If our emergency fund is full, we split the money into several chunks. One piece of the pie is staying in cash and building up in a savings account. Another chunk goes into a pair of broad-based stock index funds at Vanguard. Yet another chunk goes into savings for an investment real estate purchase in the future. These three pieces are roughly equal. We also have a fourth piece that’s split into a few smaller things: dividend-bearing individual company stocks and foreign currency.
Why are we doing things that way? The big reason is diversification. No matter what happens, we won’t experience a huge swing in our savings, either upwards or downwards. However, because of the diversification of our money, we do see the money building at a faster rate overall than we would if it were all just sitting in savings.
Another reason is that we have flexiblity to choose to invest in things we believe in. If a company produced a product that we didn’t ethically or morally agree with, our investment future is not tied to that company. We could easily invest in other things. We can also wait to buy a property that we can control and put to good use – we plan on using whatever property we buy to provide low-cost housing to charitable groups.

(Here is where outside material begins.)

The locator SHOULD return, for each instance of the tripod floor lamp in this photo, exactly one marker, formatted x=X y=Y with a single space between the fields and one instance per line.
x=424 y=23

Sure, that might mean a bit lower financial returns on that money, but it means much higher personal returns for us.
It’s also worth noting that our steps in each of these directions are tiny. We’re saving just a little bit each month in each of these directions. Although we’re happily spending far less than we earn, we’re not earning a mountain of money to begin with. We’re just trying to make good long-term choices with what we have.
We might not have a plan for the future set in stone, but we do have a plan for how to get there in terms of our money.